TRI In The News
Seal-Banning Ordinance a Fluke
9/13/2011
TRI IN THE NEWS: SEAL-BANNING ORDINANCE A FLUKE
From One News Now
Original article available here.
Following a blogger's battle with Fluvanna County (Virginia) officials, free speech is officially free speech.
Bryan Rothamel operates a blog entitled "FLUCO" in which he frequently writes and reports about news and other local events, as well as the activity of the Virginia county's government officials. But John Whitehead of The Rutherford Institute explains that his client found himself in hot water when he started using the county seal in the background of the video blog.

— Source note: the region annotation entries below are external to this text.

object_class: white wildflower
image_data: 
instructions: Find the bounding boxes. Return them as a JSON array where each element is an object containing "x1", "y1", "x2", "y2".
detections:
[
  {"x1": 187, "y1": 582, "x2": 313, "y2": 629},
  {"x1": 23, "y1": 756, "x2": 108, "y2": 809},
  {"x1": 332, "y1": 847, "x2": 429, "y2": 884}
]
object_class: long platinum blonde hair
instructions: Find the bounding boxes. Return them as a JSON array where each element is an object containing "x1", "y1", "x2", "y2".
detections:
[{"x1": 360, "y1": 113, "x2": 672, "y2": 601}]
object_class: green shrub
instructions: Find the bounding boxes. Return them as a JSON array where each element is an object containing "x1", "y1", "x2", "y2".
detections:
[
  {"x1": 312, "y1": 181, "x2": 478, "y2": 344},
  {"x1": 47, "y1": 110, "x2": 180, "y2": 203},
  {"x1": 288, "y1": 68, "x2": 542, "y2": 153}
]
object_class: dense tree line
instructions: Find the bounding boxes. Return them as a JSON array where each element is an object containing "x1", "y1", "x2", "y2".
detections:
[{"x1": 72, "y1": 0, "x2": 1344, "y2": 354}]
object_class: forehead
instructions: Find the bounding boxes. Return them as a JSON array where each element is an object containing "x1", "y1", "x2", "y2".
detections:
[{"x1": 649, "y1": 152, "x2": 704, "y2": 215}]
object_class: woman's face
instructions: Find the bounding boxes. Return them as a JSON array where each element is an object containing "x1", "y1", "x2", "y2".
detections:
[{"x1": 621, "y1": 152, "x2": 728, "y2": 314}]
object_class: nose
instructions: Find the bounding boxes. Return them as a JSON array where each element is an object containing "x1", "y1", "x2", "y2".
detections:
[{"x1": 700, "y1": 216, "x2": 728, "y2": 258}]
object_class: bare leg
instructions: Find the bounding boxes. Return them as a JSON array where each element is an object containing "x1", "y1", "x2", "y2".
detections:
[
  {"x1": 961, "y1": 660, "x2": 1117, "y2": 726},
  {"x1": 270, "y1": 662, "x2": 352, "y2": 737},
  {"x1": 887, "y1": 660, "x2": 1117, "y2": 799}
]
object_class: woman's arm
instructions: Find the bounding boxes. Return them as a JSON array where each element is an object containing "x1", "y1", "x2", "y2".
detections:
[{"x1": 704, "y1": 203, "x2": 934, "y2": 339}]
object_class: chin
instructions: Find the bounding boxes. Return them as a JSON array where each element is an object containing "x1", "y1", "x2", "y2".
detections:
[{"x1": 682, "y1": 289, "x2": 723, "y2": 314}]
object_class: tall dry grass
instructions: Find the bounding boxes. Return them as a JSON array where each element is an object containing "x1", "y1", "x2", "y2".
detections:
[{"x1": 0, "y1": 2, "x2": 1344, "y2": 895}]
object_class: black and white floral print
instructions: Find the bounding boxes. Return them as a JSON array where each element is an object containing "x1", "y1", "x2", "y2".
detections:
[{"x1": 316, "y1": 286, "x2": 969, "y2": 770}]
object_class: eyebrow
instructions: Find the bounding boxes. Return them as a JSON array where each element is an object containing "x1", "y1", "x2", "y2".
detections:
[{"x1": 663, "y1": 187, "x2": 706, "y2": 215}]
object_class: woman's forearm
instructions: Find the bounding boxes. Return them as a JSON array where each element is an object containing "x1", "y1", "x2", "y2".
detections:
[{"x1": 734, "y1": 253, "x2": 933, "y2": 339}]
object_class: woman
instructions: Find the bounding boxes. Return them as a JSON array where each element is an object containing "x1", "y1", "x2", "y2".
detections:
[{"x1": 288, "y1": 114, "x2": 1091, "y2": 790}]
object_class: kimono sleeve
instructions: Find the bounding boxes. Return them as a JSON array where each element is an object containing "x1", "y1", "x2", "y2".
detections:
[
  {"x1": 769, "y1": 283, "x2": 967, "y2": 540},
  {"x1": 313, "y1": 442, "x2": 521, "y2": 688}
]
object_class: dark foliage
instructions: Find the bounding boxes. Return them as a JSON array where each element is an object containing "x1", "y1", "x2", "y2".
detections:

"The county in September 2010 threatened him with an ordinance. They did write an ordinance declaring that they owned the county seal. It was their property, and [the ordinance] made it a crime for any member of the public to display the seal without getting permission from the county," Whitehead reports.
So his group filed suit to protect Rothamel's free-speech rights, and a federal court recently ruled in his favor.
"What's important here is that you have local bloggers on the Internet, local TV, [and] Internet television shows trying to use the seal to critique county government, and the county and the state officials don't like it," the attorney accounts. "And so they're trying to stop these people from talking about them and exposing what they're doing, in many instances."
The Rutherford Institute is also defending a New Jersey man with a local-access television show who also has been threatened by the county because of his use of the county seal. But Whitehead contends that the similar laws found throughout the country are equally unconstitutional.